FX Fines and Increased Costs of Doing Business – Perhaps the story of the month was the $3 billion in fines that was levied by the global financial regulators, including the UK FCA and US CFTC, against banks for their role in manipulating FX fix prices. The penalties marked a greater-than-one-year investigation into numerous banks and trading venues about collusion among traders and the lack of compliance staff to monitor their staff correctly, even following complaints from clients. In terms of the industry, the primary effect of the investigation and penalties isn’t the $3 billion firms will be paying out, but the increased scrutiny FX trading desks will be under by regulators and clients.
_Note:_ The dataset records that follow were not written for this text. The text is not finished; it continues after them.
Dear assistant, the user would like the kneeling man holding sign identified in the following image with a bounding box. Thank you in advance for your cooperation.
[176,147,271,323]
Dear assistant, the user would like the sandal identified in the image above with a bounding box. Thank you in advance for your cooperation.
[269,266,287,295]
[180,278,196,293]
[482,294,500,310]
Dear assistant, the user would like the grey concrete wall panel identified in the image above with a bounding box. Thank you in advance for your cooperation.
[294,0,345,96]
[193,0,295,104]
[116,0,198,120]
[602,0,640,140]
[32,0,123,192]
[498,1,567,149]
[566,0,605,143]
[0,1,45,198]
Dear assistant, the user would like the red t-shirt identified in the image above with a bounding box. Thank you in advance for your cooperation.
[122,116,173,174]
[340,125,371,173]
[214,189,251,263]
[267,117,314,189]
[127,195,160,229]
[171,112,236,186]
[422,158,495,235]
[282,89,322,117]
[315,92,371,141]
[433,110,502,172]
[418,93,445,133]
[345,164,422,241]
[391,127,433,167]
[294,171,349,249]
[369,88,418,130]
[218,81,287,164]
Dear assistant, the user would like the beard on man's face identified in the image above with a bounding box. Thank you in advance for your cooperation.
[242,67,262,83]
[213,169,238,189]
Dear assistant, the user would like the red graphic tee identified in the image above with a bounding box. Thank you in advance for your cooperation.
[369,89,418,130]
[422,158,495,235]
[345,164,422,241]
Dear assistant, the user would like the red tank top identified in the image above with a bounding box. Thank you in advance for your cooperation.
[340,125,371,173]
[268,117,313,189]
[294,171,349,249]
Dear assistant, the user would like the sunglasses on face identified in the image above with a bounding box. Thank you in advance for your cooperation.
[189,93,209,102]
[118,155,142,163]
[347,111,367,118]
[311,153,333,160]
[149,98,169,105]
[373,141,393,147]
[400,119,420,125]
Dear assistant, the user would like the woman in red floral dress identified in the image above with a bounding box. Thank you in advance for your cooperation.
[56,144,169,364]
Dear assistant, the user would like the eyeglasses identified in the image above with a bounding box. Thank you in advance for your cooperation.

In addition, further criminal charges and customer class action lawsuits could push the final payments banks will be paying well above the $3 billion mark.
Beyond the payments, where banks may really suffer is with the above-referenced regulatory scrutiny. As part of the settlements, firms will be required to enact compliance procedures for monitoring trader activity. These extra costs come at a time when margins on FX related trading among banks have been contracting due to increased competition created by electronic trading. Therefore, the trend of banks scaling back their proprietary FX dealing and accompanying risk taking should continue to take place with more incumbents slashing their market-making exposure and reselling liquidity from other sources. In terms of 2015, sources have indicated to Forex Magnates that this is one of the major trends unfolding within the institutional market, as primary dealing banks are being replaced by regional providers and non-bank market makers.
Volumes – November was marked by brokers and trading venues reporting their October volumes. On the whole, October activity was off around 5% compared to September’s year high of FX volumes. Nonetheless, compared to the first eight months of the year, October’s trading was robust with several venues hitting record trading days in the beginning of the month. Expectations are that, despite the lack of major events to trigger currency wide volatility like in September and October, November’s trading is believed to have stayed firm. As such, the back-to-back months may have been able to save the year for many brokers. A result of the volatility increase is already being seen in broker valuations, such as when FXCM stated during its Q3 financial results that it isn’t counting on M&As to bolster company earnings in the near term.
The Participants in Forex Trading and their Role in the MarketGo to article >>
Funding for IPOs – Speaking about those valuations, while not a merger nor acquisition like October’s headline news story of City Index being purchased by GAIN Capital, during November we had an array of funding stories. Reportedly, new funding during the month was eToro which has been linked to Russian and Chinese investors. With the firm on the short list of brokers aiming to go public, the new funding may have been strategic and connected to expansion projects of eToro into China and Russia. In October, eToro launched ruble and yuan trading which was being directed at the firm’s growing client base in Russia and China.
Choosing to tap the capital markets was Saxo Bank, which sold €42.5 million in corporate bonds during November. The firm cited that the funds were raised to increase their capital ratios well above regulatory requirements. At a 9.75% yield, the bonds appear a bit pricey in the low interest environment we are currently in. As such, beyond just providing a cushion to their capital requirements, the bond sale may have been an opportunistic funding raise to increase their available funding as they seek to initiate several different growth activities with a possible IPO on the horizon.
Not on track for an IPO was news that a new trading related business, backed by Israeli investor Moshe Hogeg, had purchased Invest.com for $5 million. Details of the upcoming venture have yet to become public, but the domain sale reveals that investors continue to see opportunities in the online trading sector.
London Summit: During November, Forex Magnates presented its flagship London conference event. If you missed the many other stories covering the event, this is a quick recap. Over 1,000 industry professionals attended the forex conference with representatives from retail brokers to the largest banks in the world. The name of the game was networking. I like to think that new business gets done with people you want to have a beer with since you are comfortable with the other party on a relationship basis. Beyond the networking opportunity, the event was a microcosm for the industry featuring numerous trends and new products.
Other notable stories and products launched during November:
- Hello Markets gains CySEC regulation as it aims to provide a licensed platform for its binary options brokers partners.
- Magick signs with Atom8, marking its first broker partnership for its cloud-based automatic trading services.
- Among interesting fintech related headlines, Goldman Sachs led a $15 million round in Kensho, a machine learning investment platform competing with stock analysts.
- 24Option revamps 24FX forex broker offering with new technology provider as they partner with PandaTS.
- Software AG and Fluent Trade Technologies partner to roll out a new FX surveillance software and feed handler targeted to prime brokers and buy-side funds.
- Integral launched FX Yield risk management platform as they bolster tools for market-making, redistributing liquidity and monitoring client order flow.